Wednesday, August 19, 2009

Last night...

The world is so much bigger than me....

The music, the living, the thoughts, the perfection... we strive to believe that which we have achieved... that which we have not discovered, has been discovered. Our eyes have been deceived by the intoxication of the upheld. The qualms of the public have raped me of my identity and of my choice. There is no identity left here.

On the risk of turning into a cynic, i shall criticize the minuteness of myself in this world. I shall criticize the minuteness of my voice and of my person. Why do I think the things i do. They are because of you. I fucking hate you.

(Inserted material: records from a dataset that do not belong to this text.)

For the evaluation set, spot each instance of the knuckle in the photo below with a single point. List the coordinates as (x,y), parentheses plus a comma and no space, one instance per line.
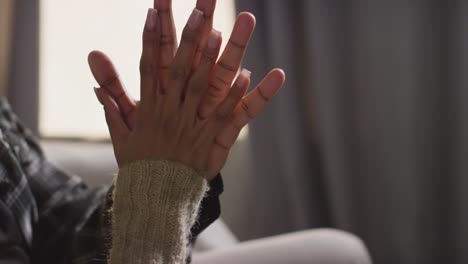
(179,73)
(146,67)
(222,114)
(189,35)
(246,109)
(167,40)
(149,37)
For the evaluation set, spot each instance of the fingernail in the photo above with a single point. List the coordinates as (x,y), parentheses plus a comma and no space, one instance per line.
(151,19)
(97,94)
(214,39)
(195,19)
(243,78)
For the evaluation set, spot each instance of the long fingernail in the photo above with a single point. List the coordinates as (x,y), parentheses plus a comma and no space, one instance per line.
(243,78)
(195,19)
(98,95)
(151,19)
(214,39)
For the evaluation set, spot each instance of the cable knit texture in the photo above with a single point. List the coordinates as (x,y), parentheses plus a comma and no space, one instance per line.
(155,204)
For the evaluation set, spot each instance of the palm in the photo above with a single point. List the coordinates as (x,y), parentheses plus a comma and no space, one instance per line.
(224,72)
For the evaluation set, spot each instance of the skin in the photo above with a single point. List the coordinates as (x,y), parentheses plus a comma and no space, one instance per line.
(189,111)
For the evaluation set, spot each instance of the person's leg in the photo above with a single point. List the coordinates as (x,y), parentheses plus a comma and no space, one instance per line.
(321,246)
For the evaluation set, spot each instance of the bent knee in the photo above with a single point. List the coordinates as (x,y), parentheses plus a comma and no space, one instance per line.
(338,247)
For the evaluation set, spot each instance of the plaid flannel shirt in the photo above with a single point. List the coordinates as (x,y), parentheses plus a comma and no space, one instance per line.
(49,216)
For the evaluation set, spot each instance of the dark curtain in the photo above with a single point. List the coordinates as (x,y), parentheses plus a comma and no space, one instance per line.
(370,133)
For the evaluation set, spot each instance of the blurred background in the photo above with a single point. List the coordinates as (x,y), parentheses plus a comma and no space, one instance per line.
(369,134)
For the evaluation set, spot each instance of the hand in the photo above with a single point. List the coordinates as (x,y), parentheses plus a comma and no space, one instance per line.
(223,74)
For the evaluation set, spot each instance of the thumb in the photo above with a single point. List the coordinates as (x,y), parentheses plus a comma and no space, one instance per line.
(117,127)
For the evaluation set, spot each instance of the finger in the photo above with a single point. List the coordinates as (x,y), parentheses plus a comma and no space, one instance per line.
(168,39)
(117,128)
(224,113)
(181,67)
(107,77)
(149,58)
(225,109)
(229,131)
(258,98)
(199,81)
(229,63)
(207,7)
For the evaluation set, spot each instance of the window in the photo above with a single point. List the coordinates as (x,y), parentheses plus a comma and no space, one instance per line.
(69,31)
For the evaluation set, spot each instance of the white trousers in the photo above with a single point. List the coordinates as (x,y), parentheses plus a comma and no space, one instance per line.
(318,246)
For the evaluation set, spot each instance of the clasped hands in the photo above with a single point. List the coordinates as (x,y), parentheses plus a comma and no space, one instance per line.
(189,111)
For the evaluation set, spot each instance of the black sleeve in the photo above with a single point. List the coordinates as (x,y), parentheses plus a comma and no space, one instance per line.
(12,249)
(210,208)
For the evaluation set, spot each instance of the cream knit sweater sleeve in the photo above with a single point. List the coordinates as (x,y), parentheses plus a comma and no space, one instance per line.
(155,205)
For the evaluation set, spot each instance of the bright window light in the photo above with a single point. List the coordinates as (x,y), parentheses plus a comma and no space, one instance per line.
(69,31)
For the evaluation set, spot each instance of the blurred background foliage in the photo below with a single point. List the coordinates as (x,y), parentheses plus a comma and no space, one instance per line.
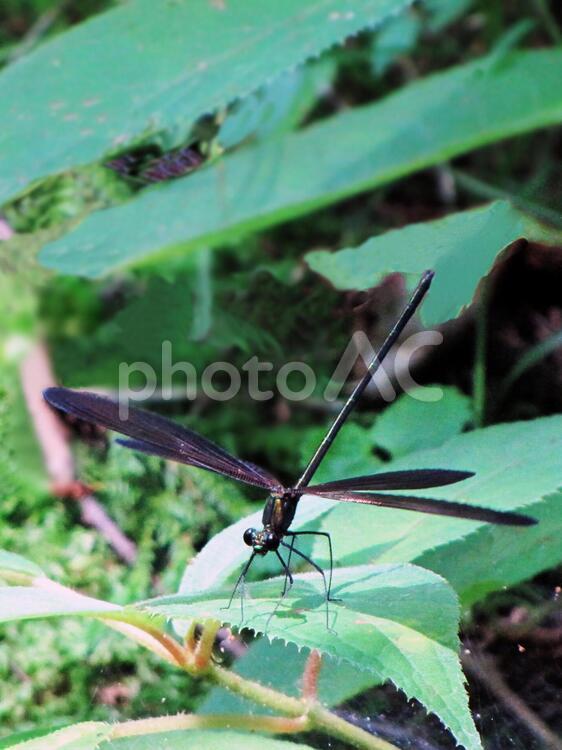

But I touch you. I touch you and i feel magic. I feel the electricity run through my fingers and into you. I feel you feel me. I feel your voice penetrate me. I cant find the words... I just can’t find the words....

My world is different from yours... but my heart is intertwined with yours. I feel what you feel. But i must leave my ego at the door to hear your voice... i must let go of myself to let you in... you will be forever lost in the noise of my silence if i don’t hear you... I must hear you... i long to hear you...

I, Me, Myself... when does this story leave me... when am i free from myself... when can I see me in your light, in your eyes, in you...Now, I feel that i am you. I feel that you are me. My voice comes out of you... you cannot say anything that will harm me... you are in sync with me... I cannot help but break down in tears when i am reminded of you. I need to stop here and remember you... pure... sweet... like thick, intoxicating honey....

I am lost because i cant find the words. So i will borrow them. I will try and then i will err. I will search the deepest corners of my soul... Don’t hear my words... hear me feel.. hear me suffer... hear it in my voice, but don’t hear my words.